Powell pushed to take the line on regulation out of the statement because he wanted to focus on the actions being taken to shore up the financial system, according to a person familiar with that matter. Those steps included ensuring that no depositors at Silicon Valley Bank would lose their money and setting up a new program from the Fed to provide loans that could help the banking system at a challenging moment.
In the end, the statement spoke only of regulation in positive terms, referring to laws and regulatory changes enacted after the 2008 financial crisis that were meant to increase oversight of banks.
“The U.S. banking system remains resilient and on a solid foundation, in large part due to reforms that were made after the financial crisis that ensured better safeguards for the banking industry,” it read. “Those reforms combined with today’s actions demonstrate our commitment to take the necessary steps to ensure that depositors’ savings remain safe.”
Still, questions remain about the Fed’s oversight of Silicon Valley Bank, and the central bank on Monday announced that it would carry out a review of the bank’s supervision and regulation.
“The events surrounding Silicon Valley Bank demand a thorough, transparent and swift review by the Federal Reserve,” Powell said in the news release.
Whether the regulation of Silicon Valley Bank was adequate has become a point of heated political discussion since its demise, with powerful lawmakers including Sen. Elizabeth Warren, D-Mass., arguing that lax banking rules and deregulation under the Trump administration helped lead to the problems in the banking system.
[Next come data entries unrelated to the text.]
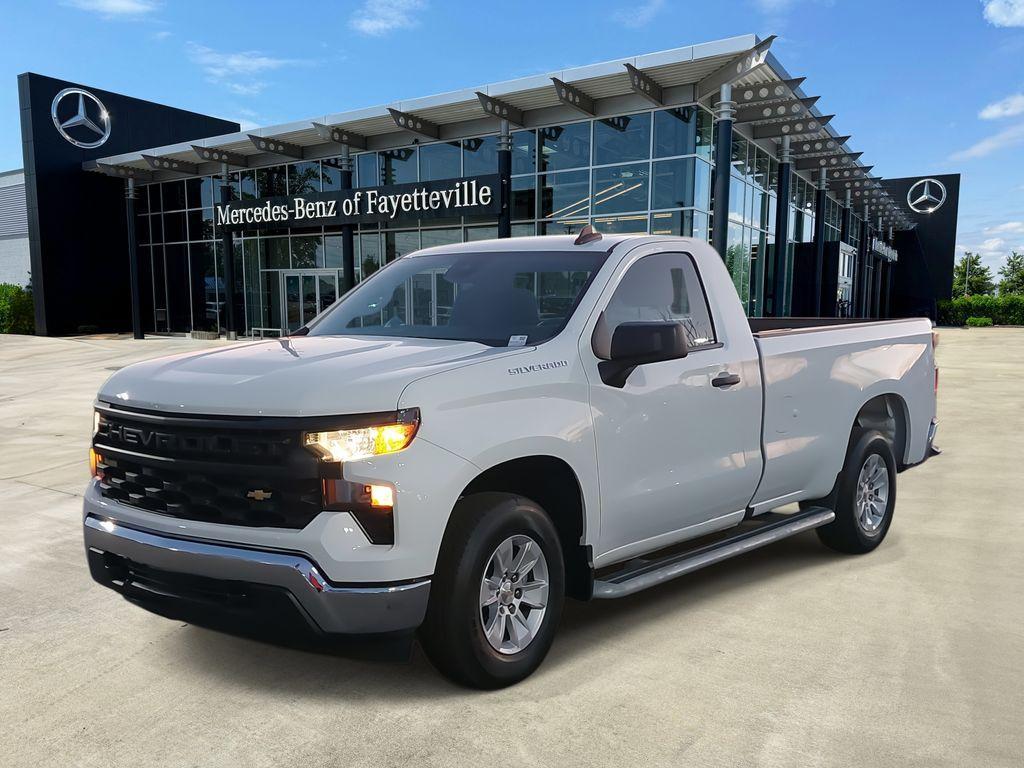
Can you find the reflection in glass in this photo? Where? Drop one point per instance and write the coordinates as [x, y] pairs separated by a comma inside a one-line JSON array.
[[622, 138], [564, 146], [440, 161], [621, 188]]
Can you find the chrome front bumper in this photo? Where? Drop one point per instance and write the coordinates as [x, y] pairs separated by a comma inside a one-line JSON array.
[[125, 558]]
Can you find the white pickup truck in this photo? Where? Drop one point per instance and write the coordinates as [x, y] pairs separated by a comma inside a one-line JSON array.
[[479, 430]]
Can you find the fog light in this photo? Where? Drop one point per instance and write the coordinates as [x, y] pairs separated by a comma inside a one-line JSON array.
[[381, 496]]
Congress passed a law to lighten rules for small and midsize banks in 2018. Although many Democrats signed on to the legislation, some have remained skeptical of it — and particularly of how the Fed went about implementing the rollbacks.
The Fed implemented the changes under the watch of Randal Quarles, then the central bank’s vice chair for supervision. Quarles also shifted the tone on day-to-day bank supervision at the Fed, insiders and outsiders have said, making it less intense and more predictable.